Collision Spectroscopy

Electron-ion collision spectroscopy utilizes energy-sharp features such as steps, thresholds and, in particular, resonant structures in the cross section of electron-ion collision processes in order to obtain precision spectroscopic information. This comprises not only excitation or transition energies but also deep insights into Matrix elements and, hence, the collision dynamics from high-resolution absolute cross-section data.

Dielectronic Recombination – the Primary Spectroscopic Tool for Collision Spectroscopy

The cross section of the process of dielectronic recombination (DR) features pronounced energy-sharp resonant structures. Theses resonances can be measured with high experimental resolution at storage-ring electron coolers or merged-beams free-electron targets, in particular at low electron-ion collision energies.

DR is a two-step process:

X^q+ +e− → X^{(q−1)+∗∗} → X^(q−1)+∗ +photons.

In the initial step termed dielectronic capture (DC; time-inverse to autoionization) a free electron is resonantly captured. DR collision spectroscopy is sensitive to this first step of DR: the electron-ion collision energy is scanned in fine steps. For center-of-mass (CM) collision energies that match the resonance energies a higher count rate of recombined ions, X^(q−1)+ , is recorded. DR collision spectroscopy can be regarded as Auger spectroscopy in inverse kinematics.
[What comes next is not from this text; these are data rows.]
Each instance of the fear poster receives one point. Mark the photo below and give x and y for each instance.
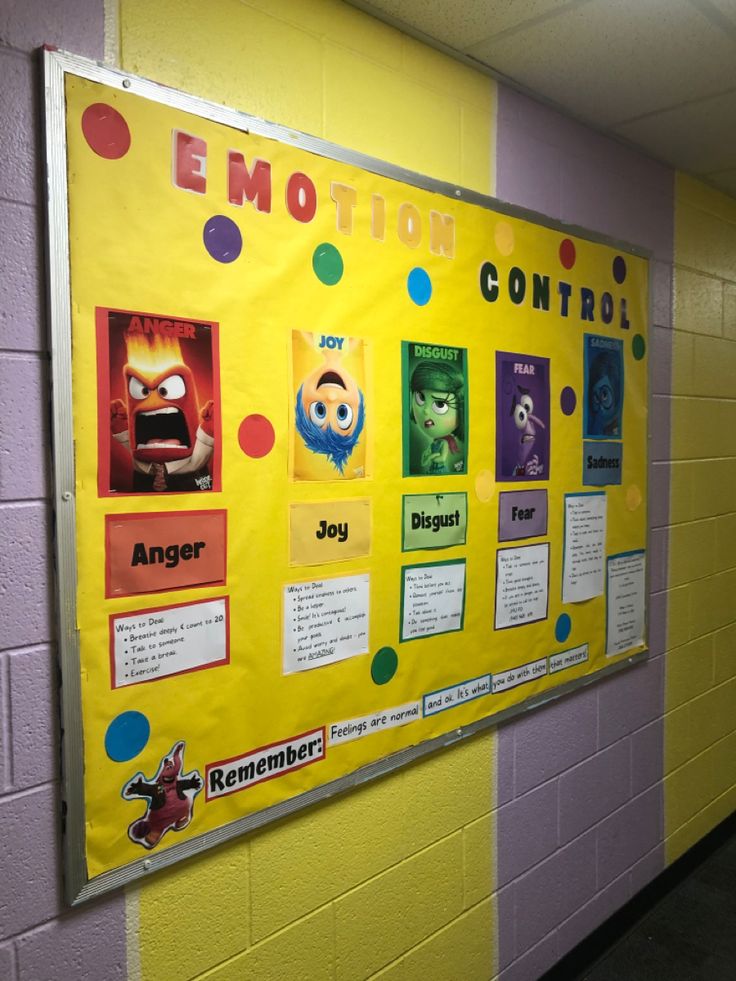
(522, 417)
(331, 415)
(158, 404)
(435, 383)
(604, 387)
This experimental approach possesses high sensitivity and high precision allowing for the investigation of processes with low resonance strengths and/or with low intensity beams such as rare isotopes. Experiments with only a few hundred ions produced and injected every 10 minutes into the storage ring were successfully conducted. The list of physics questions studied with electron-ion collision spectroscopy at storage rings is long (> 100 Publications) and compromises among others:

• Precision studies of fundamental interactions, in particular on QED in strong fields or on time-reversal symmetry.
• Atomic structure and dynamics investigations in the relativistic domain.
• Correlated multiple-electron excitation processes.
• Influence of external fields on photorecombination.
• Measurement of rate coefficients for application in plasma physics or in astrophysics.
• Investigations of metastable ions including excitations from the metastable state, life time studies, and the hyperfine induced quenching of metastable states.
• Application of DR spectroscopy for the investigation of nuclear properties such as nuclear charge radii, nuclear magnetic moments and the mutual interaction of atomic electrons and the nucleus. More recently, the scope of this nuclear physics related experiments is extended to studies of radioisotopes and to studies of nuclear isomers.
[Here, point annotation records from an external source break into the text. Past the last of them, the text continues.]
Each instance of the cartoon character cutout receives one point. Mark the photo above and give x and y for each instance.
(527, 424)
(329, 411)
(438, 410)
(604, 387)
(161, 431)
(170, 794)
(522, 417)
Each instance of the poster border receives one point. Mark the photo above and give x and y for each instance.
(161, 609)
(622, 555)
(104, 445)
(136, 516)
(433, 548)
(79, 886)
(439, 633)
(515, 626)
Thresholds, steps and resonances in ionization

Not only the electron capture channel of electron-ion collision features well-defined and energy-sharp structures in the cross section : Following the above described DC, one, two or more electrons can be emitted from the intermediate resonant state, leading also to resonances in the excitation or in the (multiple-) ionization cross section.

In addition, after a electron-impact excitation excess energy can also be transferred into the emission of Auger electrons in so-called excitation-autoionization sequences that lead to a net-ionization. Step-like features with sharp edges become apparent as well in the excitation process itself but also in the (much easier to measure) ionization pathway.